Recordo-me tanto desta eliminatória. Nunca mais perdoei ao Sensini, esse careca de merda, falso argentino, aquele golo decisivo. Palavra de honra, o falhanço do Paneira tal como o penalti desperdiçado por Veloso frente ao PSV (não merecem o fardo, eles serão sempre grandes símbolos do Benfica), assim como a desatenção do Mozer (outro gigante), e aquele golo estúpido saído de um canto que nos fez perder este confronto, custaram-me tanto como os golos sofridos nos descontos no final da época finda.
Oh! Ricardo, deixe-me tratá-lo assim, deixe-me perguntar-lhe 2 coisas:
(Escrever profissionalmente = ganhar a vida com a escrita.)
1. Escreve profissionalmente? Se sim diga-me onde comprar o que escreve?
2. Se não escreve profissionalmente, digo-lhe, digo-lhe, sinceramente, que o deveria fazer, porque anda a desperdiçar talento: claro que o blog é importante mas parece-me muito redutor.
Já agora adoro o que escreve e só leio o vosso blog à 3/4 semanas.
Parabéns (por tudo o que tem escrito)
VPereira
Caro Ricardo,
Adorei o que escreveu, mas, deixe-me dizer que não estava 120 mil na Luz estavam mais de 130 ou 14o mil. Havia pessoas deitadas para conseguir ver.

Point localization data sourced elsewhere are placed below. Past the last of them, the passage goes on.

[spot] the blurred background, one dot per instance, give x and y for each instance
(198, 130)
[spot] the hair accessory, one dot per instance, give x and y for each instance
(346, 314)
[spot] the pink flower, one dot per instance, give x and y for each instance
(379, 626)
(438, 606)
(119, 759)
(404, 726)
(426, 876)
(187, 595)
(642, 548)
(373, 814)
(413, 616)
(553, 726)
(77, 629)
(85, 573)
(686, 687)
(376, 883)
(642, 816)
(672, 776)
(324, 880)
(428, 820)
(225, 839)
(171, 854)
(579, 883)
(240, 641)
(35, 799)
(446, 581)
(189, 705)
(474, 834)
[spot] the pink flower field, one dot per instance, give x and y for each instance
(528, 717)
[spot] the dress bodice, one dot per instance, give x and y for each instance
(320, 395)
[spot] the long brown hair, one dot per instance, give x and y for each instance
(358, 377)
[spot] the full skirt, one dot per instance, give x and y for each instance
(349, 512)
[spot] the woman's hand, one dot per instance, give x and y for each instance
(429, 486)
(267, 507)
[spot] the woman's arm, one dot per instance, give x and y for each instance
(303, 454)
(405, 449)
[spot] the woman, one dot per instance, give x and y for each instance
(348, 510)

Grande jogo, grande Benfica.
Grande abraço.
Miguel
Foi, talvez, o segundo jogo com mais pessoas no estádio a que assisti. O primeiro foi contra o Marselha (na final de juniores também, mas esse não conta).
Os parabéns ao Rui Costa, aquele primeiro golo, o cinismo italiano (tiveram duas, marcaram uma e Neno evitou a outra), a força atacante de Isaias, Yuran, a destreza de Paneira (que finta aquela!), a classe de JVP.
Uma jornada europeia à grande, das últimas verdadeiras, daquelas que começavam às onze da manhã, com os preparativos. Às 15 já um gajo estava no estádio, sem Colombo, sem distrações. Era só esperar pelos artistas.
Grande jogo, grande texto, Ricardo.
lembro-me tao bem de ter caido bancada abaixo no primeiro golo..e no penalty falhado.
boa posta!
Numa análise fria, a quase 20 anos de distância, o grande responsável foi o Toni. No penalty, o Paneira estava possesso a espumar da boca por pedir o cartão amarelo para o jogador que tinha feito a falta.
Não devia ter sido ele a marcar o penalty. Má gestão.
Estava em Lloret del Mar na viagem de finalistas do 12º ano.
A festa que foi por lá!! :)
Pena esse penalty.
VPereira, escrevo por prazer e nos últimos tempos quase só sobre memórias futebolísticas. Não tenho nada publicado, se é isso que pretende saber. Abraço e obrigado pelas bonitas palavras.
Que boas recordações traz este jogo e esta história. É bom ser do Benfica.